Well, it took ages, but the EBN and the different VMs it hosts are back. Add "sysadmin" to the list of occupations I probably shouldn't attempt without (1) more training (2) a stricter schedule. The NLUUG spring conference on systems administration was quite educational -- and fun, too, chatting with various companies and learning about NanoBSD and ZFS -- but it didn't give me any magical beans to fix what ailed the EBN.

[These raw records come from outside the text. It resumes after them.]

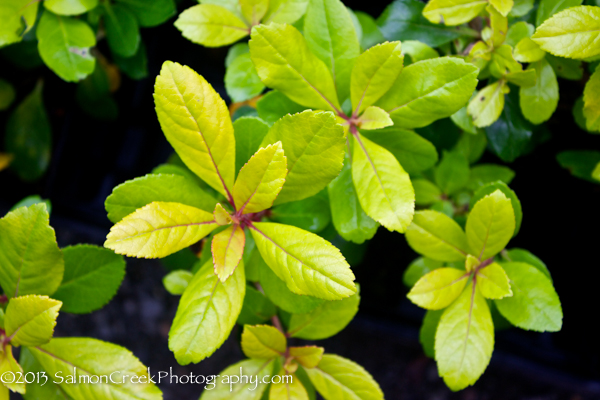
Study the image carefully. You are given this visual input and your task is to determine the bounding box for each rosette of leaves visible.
[246,0,479,243]
[0,202,161,399]
[104,61,358,365]
[402,187,562,391]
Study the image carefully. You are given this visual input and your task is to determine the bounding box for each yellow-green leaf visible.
[467,81,507,128]
[488,5,508,46]
[476,262,512,299]
[0,345,24,393]
[212,224,245,282]
[407,267,469,310]
[4,295,61,347]
[241,324,287,359]
[175,4,249,47]
[583,68,600,131]
[519,58,559,124]
[214,203,232,225]
[104,201,218,258]
[422,0,488,26]
[154,61,235,198]
[289,346,324,368]
[505,69,537,87]
[357,106,393,130]
[490,0,514,17]
[406,210,469,262]
[270,371,309,399]
[514,37,546,62]
[240,0,269,25]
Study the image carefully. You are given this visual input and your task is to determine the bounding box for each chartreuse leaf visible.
[241,324,287,359]
[251,222,356,300]
[490,0,513,16]
[435,282,493,391]
[10,196,52,214]
[104,3,140,57]
[329,154,379,244]
[240,0,268,24]
[5,83,52,181]
[593,162,600,181]
[584,68,600,131]
[505,21,534,47]
[256,90,306,126]
[250,23,341,111]
[496,262,562,331]
[271,190,331,233]
[352,134,414,233]
[406,210,469,262]
[434,151,469,195]
[234,142,287,213]
[290,346,324,368]
[214,203,232,225]
[476,262,511,299]
[19,348,68,399]
[505,69,537,87]
[44,0,98,15]
[225,53,264,103]
[261,111,345,204]
[117,0,176,27]
[154,61,235,198]
[201,359,275,400]
[487,5,508,46]
[37,11,96,82]
[503,248,551,280]
[407,268,469,310]
[270,370,309,399]
[520,59,559,124]
[413,179,442,206]
[466,190,515,260]
[471,181,522,236]
[468,81,508,128]
[0,204,64,298]
[105,173,218,223]
[422,0,488,26]
[536,0,582,26]
[175,4,249,47]
[304,0,360,103]
[0,345,24,393]
[264,0,309,24]
[403,257,443,287]
[29,337,162,399]
[288,289,359,340]
[234,117,270,174]
[0,1,32,47]
[52,245,125,314]
[358,106,393,130]
[4,295,61,347]
[532,6,600,59]
[163,270,193,295]
[212,224,245,281]
[376,58,479,129]
[170,260,245,365]
[305,354,384,400]
[350,41,404,115]
[401,40,439,64]
[104,202,218,258]
[514,38,546,63]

So what was the problem? Well, the whole thing started (yay, placing the blame!) with Bertjan, who wanted a newer Qt version on the EBN for his software quality checking tools. The EBN ran 6.2-R, and the necessary Qt versions and stuff are not supported on that OS anymore. While the EOL for FreeBSD 6 is still six months away, the ports maintainers don't necessarily want to support that. So we needed to update the OS to something newer.

There's tools to do that now, but I've never used them, and anyway I don't think they support FreeBSD 6. So that means lots of "make buildworld buildkernel installkernel installworld" kinds of steps. First off I found that doing the compilations took a lot longer than I expected (or hoped). So where I planned to go 6-6.4-7.3-8.0 in one day, the fact was that just compiling was going to take longer than that. I couldn't pre compile everything either with the machine still up, because FreeBSD 8 doesn't compile in a FreeBSD 6 environment. Hence the multiple steps. Note to self: update more frequently to avoid this kind of large upgrade.

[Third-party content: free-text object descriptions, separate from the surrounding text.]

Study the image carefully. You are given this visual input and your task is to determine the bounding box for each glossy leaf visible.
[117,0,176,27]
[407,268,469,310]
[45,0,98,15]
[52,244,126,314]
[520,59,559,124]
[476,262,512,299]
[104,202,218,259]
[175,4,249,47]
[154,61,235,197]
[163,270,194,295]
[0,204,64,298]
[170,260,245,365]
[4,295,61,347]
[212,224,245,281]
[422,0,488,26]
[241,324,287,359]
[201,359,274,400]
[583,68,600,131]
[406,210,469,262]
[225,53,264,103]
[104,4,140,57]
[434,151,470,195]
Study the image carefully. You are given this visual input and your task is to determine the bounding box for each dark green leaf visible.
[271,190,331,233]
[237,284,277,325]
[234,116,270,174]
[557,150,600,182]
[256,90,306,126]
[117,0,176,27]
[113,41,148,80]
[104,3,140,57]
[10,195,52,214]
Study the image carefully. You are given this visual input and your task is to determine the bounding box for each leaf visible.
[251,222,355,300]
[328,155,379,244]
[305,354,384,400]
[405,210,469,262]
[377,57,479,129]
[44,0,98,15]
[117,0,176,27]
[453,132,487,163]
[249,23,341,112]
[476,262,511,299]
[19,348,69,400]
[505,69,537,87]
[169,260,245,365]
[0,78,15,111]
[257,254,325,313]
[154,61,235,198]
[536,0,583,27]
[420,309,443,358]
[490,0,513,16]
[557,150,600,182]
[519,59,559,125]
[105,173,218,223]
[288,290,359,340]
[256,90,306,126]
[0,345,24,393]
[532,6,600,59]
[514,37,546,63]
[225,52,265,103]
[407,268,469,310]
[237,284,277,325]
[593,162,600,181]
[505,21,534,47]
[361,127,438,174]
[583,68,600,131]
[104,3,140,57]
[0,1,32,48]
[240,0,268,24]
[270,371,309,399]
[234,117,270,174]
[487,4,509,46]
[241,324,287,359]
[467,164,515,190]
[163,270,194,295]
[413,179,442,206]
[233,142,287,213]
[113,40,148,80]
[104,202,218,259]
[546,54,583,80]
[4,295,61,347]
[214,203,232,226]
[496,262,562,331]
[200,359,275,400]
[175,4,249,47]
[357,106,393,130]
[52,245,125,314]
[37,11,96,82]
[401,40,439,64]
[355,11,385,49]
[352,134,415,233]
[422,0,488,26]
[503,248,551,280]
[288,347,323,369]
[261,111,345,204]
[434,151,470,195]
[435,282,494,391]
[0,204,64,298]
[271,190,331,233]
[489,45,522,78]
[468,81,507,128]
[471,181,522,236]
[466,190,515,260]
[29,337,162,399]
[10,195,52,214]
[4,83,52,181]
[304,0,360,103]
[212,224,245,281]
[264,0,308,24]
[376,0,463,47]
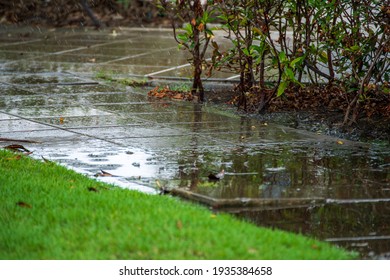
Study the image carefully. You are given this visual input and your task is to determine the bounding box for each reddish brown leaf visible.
[154,92,166,98]
[172,93,184,100]
[4,144,30,153]
[191,18,196,26]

Second problem was that the jails (virtual machines) on the server were poorly set up. They all had their own copies of the world. I hadn't realized that a 6.2 jail wouldn't work in a 7.3 host (for instance, ps fails and lots of other system tools don't like it). If I had spent more time thinking, I would have realized that I could installworld to each jail again and things would be ok. Note to self: set up jails with an easily upgradeable world, as described in lots of best-practices documents on jails.

So I upgraded the host onwards to FreeBSD 8.0. Another long long compile, with no GNU screen to make it easier to deal with. Thank goodness for the ILOM and the system console redirection it provides.

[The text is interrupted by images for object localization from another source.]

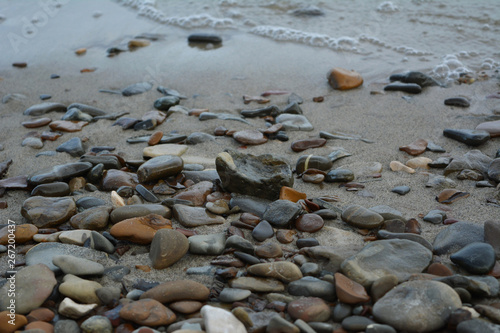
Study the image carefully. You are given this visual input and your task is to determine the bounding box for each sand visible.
[0,0,499,296]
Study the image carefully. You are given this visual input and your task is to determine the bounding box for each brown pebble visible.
[334,272,370,304]
[240,213,261,226]
[22,118,52,128]
[261,123,283,135]
[295,214,324,233]
[80,68,96,73]
[427,263,453,276]
[233,130,268,145]
[327,67,363,90]
[255,242,283,258]
[399,138,428,156]
[148,131,163,146]
[225,129,236,137]
[41,131,62,141]
[279,186,307,203]
[188,108,209,116]
[26,308,55,323]
[214,126,228,136]
[443,218,459,225]
[13,62,27,68]
[291,138,327,152]
[169,301,203,314]
[75,48,87,55]
[0,201,7,209]
[135,265,151,272]
[436,189,470,204]
[405,218,422,234]
[243,95,270,104]
[227,226,245,238]
[312,96,324,102]
[128,39,151,48]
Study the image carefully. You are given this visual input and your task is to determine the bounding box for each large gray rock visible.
[21,196,76,228]
[0,264,57,314]
[341,239,432,287]
[433,221,484,255]
[444,150,493,176]
[216,149,293,201]
[373,280,461,332]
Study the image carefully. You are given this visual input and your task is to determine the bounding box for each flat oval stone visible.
[433,221,484,255]
[31,182,70,197]
[110,214,172,244]
[391,185,410,195]
[255,242,282,258]
[101,169,138,191]
[295,155,333,174]
[450,242,496,274]
[288,276,336,301]
[295,214,324,233]
[373,280,461,332]
[70,206,111,230]
[154,96,180,111]
[218,288,251,303]
[21,196,76,228]
[140,280,210,303]
[143,144,188,158]
[188,33,222,43]
[0,224,38,245]
[76,197,107,210]
[110,204,170,223]
[377,230,433,251]
[149,229,189,269]
[229,277,285,293]
[135,184,160,203]
[443,129,490,146]
[325,169,354,182]
[29,162,93,186]
[384,82,422,94]
[173,181,213,206]
[389,71,441,87]
[233,130,268,145]
[476,120,500,137]
[49,120,88,132]
[22,117,51,128]
[327,67,363,90]
[276,114,314,131]
[248,262,303,283]
[291,139,327,152]
[23,102,66,116]
[341,205,384,229]
[52,255,104,276]
[120,299,176,326]
[287,297,331,322]
[173,204,225,227]
[445,97,470,107]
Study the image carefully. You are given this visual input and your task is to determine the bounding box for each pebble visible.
[389,71,441,87]
[233,130,268,145]
[341,239,432,287]
[268,316,300,333]
[476,119,500,137]
[0,224,37,245]
[216,150,293,200]
[371,275,398,303]
[134,118,157,130]
[154,96,180,110]
[444,149,492,176]
[58,297,97,319]
[291,138,326,152]
[327,67,363,90]
[450,242,496,274]
[436,189,470,204]
[248,261,303,283]
[485,220,500,259]
[56,137,85,157]
[113,117,139,129]
[218,288,251,303]
[288,276,336,301]
[335,272,370,304]
[140,280,210,303]
[0,264,56,314]
[432,221,484,255]
[373,280,461,332]
[287,297,331,322]
[229,277,285,293]
[49,120,88,132]
[102,169,138,191]
[255,241,282,258]
[423,209,447,224]
[90,231,115,254]
[143,144,188,158]
[263,200,301,228]
[23,102,66,116]
[31,182,70,197]
[81,315,112,333]
[76,196,107,210]
[188,33,222,43]
[21,196,76,228]
[389,161,415,173]
[426,141,446,152]
[295,155,332,174]
[0,312,27,333]
[252,220,274,241]
[376,230,433,251]
[295,214,324,232]
[443,128,490,146]
[149,229,189,269]
[341,205,384,229]
[59,274,102,304]
[173,204,225,227]
[62,107,93,122]
[399,138,428,155]
[296,238,319,248]
[201,305,246,333]
[342,316,376,331]
[135,184,159,203]
[174,181,212,206]
[110,204,170,223]
[29,162,94,186]
[325,169,354,182]
[59,229,92,245]
[488,158,500,182]
[22,136,44,149]
[391,185,410,195]
[384,82,422,94]
[122,81,153,96]
[445,97,470,107]
[120,299,176,326]
[22,117,51,128]
[457,318,500,333]
[52,254,104,276]
[110,214,172,244]
[406,156,432,169]
[276,114,314,131]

Of course, then I went on to make delete-old-libs, which meant that the ports on the system -- all of which were compiled against the 6.2 libraries -- didn't work anymore. Note to self: see that little note "in case no 3rd party program uses them anymore"? Keep it in mind next time.

So, after about two days, I had a base system updated to 8.0, no working jails at all, and all ports -- both in the host and in the jails -- broken. At this point, I started doing two things in parallel. Note to self: don't. I started rebuilding the ports in the host system, and reconfiguring the jails to have a single base installation with just /home, /etc, /var and /usr/local local to each jail, using nullfs mounts; I also decided to drop the starting of jails in /etc/rc.local and to use the jail-launching support that is now built in (but which wasn't, as far as I know, available in 6.0 which is when I first configured the machine). Note to self: that was actually a good idea, and thanks also to Sjors who reminded me of the jail_* variables.

So, rebuilding ports after a big step like that is complicated by the fact that perl, ruby, php and python all needed to be recompiled and portupgrade -apP sometimes doesn't quite get it right. In any case I needed to rebuild the ruby stack first to get a working portupgrade. The other three languages were a mess, with some modules of the languages disappearing at inopportune points along the upgrade path. Basically I did portupgrade -apP ; pkgdb -F ; portinstall an awful lot until things were working again. This morning I finally got rid of the last missing PHP 5.3 modules which brought the EBN parts back to life. Note to self: read UPDATING twice before doing this again.

Of course, all that would have been less problematic if the disk array hadn't given out twice during the whole operation. Once the ridiculously heavy load on the machine caused a panic and once the power on one of the disks fluctuated enough to cause another panic. Running fsck on a 600GB filesystem with 14M inodes is not quick (especially if there's a few directories with 1M files in each, as is the case with KDE SVN mirrors). Note to self: badger more people about a better disk array for KDE.

Combine all that with sickness and family time and that's why it took a week. I'm blogging this for the notes to self for the next time I run an upgrade (resolution: when FreeBSD 8.1 comes out) and to notify folks that things should be back to normal. (If not, drop me a note in comments). One the positive side, the server is better organized now, disk usage is down a little bit, and future upgrades should be much easier.